Но теперь я могу так сказать, потому что именно это и случилось той ночью.
Это была волшебная, удивительная, потрясающая ночь, с которой ничто и никогда не сможет сравниться. Ничто и никогда.
* * *
В субботу я все-таки пошла с мамой в тюрьму повидать Коула. Но, как и обычно, почти с ним не разговаривала, да и Коул не особо обращал на меня внимание. И вовсе не для того, чтобы досадить мне. По-моему, он просто боится говорить со мной. Догадывается, что я злюсь на него и что мне больно сознавать, что он натворил. Это ведь не какой-нибудь несчастный случай, который можно пережить и забыть как «трагический эпизод». Когда Коулу еще не исполнилось восемнадцати, он уже был законченным алкоголиком. Он позор нашей семьи, паршивая овца в стаде. С самого детства он уже имел дело с полицией, неделями не показывался дома, и родители с ума сходили, не зная, что с ним. Один Бог ведает, чем он занимался. И всегда думал только о себе.

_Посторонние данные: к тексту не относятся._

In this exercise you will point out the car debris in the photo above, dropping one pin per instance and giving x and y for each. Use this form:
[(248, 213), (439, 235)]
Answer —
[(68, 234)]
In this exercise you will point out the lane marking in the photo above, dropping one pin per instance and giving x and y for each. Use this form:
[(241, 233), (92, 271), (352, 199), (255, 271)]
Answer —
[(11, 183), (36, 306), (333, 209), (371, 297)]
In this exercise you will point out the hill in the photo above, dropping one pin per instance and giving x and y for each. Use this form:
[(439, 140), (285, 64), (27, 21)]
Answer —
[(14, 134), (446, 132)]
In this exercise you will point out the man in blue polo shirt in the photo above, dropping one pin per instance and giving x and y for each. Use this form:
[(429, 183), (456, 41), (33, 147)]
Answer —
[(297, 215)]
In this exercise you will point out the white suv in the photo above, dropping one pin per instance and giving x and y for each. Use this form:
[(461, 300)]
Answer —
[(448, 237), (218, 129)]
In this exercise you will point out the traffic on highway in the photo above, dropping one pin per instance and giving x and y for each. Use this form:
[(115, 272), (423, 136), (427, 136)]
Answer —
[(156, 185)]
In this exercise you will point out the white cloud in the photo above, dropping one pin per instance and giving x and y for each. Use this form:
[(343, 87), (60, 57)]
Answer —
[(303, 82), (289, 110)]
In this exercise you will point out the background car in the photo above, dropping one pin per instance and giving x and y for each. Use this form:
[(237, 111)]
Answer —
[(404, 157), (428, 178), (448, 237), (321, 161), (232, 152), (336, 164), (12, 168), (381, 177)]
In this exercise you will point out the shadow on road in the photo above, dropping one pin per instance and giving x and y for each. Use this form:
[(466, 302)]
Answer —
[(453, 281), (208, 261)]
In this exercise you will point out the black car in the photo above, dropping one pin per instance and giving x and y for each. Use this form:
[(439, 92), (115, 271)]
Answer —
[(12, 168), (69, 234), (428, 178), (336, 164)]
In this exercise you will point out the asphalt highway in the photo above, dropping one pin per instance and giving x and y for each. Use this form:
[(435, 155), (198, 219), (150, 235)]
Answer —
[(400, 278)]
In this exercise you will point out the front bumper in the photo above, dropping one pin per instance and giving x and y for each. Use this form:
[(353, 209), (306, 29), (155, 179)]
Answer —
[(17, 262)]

В понедельник я первый раз вышла на работу. Конечно, я очень радовалась, что теперь смогу зарабатывать сама, потому что не хотела жить на папины деньги, но когда явилась туда в изящном черном брючном костюме с белой, застегнутой на все пуговицы рубашке, то сразу почувствовала себя не в своей тарелке. И вовсе не из-за дурацкой одежды, просто… просто мне казалось, что все это не мое. Сама не знаю, в чем тут дело, но в тот понедельник и всю остальную неделю, когда я просыпалась, одевалась и шла в этот магазин, в голове словно звучал чей-то голос. Конечно, никаких слов я не слышала, понимала только их смысл: «Это твоя жизнь, Кэмрин Беннетт. Вот такой она и будет».
Я смотрела на проходящих мимо покупателей и видела в них только дурное: самовлюбленные, с надменно задранными носами, с кошельками, туго набитыми купюрами, которые они тратят на совершенно ненужные вещи.
Вот тогда я и поняла, что с этого момента, что бы я ни делала, жизнь моя придет к одному итогу.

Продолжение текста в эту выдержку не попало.